Epigenetics is commonly defined as the study of heritable changes in gene function that cannot be explained by changes in DNA sequence. The three major epigenetic mechanisms for gene expression regulation include DNA methylation, histone modifications, and non-coding RNAs. Epigenetic mechanisms provide organisms with the ability to integrate genomic and environmental information to modify the activity of their genes for generating a particular phenotype.

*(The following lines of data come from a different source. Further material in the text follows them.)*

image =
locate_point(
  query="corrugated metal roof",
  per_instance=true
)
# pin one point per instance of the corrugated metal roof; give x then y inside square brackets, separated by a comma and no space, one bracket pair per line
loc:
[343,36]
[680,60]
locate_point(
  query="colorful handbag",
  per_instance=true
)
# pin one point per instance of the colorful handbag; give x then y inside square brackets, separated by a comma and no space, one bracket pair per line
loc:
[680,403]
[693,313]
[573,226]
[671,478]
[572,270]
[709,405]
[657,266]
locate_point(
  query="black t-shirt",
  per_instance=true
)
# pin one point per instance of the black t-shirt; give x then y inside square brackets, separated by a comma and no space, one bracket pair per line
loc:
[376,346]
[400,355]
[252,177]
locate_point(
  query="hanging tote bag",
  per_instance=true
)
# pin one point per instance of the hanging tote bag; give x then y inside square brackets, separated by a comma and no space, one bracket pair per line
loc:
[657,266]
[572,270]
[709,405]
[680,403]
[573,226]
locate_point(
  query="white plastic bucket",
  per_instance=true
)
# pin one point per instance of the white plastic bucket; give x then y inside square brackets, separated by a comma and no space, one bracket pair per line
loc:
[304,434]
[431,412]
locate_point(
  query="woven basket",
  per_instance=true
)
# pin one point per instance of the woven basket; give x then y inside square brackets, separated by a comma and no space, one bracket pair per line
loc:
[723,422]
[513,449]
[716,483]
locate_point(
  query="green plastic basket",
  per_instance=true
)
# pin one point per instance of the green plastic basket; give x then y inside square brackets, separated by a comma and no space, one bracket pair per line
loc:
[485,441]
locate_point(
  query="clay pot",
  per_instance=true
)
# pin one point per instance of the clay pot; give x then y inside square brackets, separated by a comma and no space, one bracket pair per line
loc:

During development, cells differentiate, acquire, and maintain identity through changes in gene expression. This is crucial for sex determination and differentiation, which are among the most important developmental processes for the proper functioning and perpetuation of species. This review summarizes studies showing how epigenetic regulatory mechanisms contribute to sex determination and reproductive organ formation in plants, invertebrates, and vertebrates. Further progress will be made by integrating several approaches, including genomics and Next Generation Sequencing to create epigenetic maps related to different aspects of sex determination and gonadogenesis. Epigenetics will also contribute to understand the etiology of several disorders of sexual development. It also might play a significant role in the control of reproduction in animal farm production and will aid in recognizing the environmental versus genetic influences on sex determination of sensitive species in a global change scenario. Developmental Dynamics 242:360–370, 2013. © 2013 Wiley Periodicals, Inc.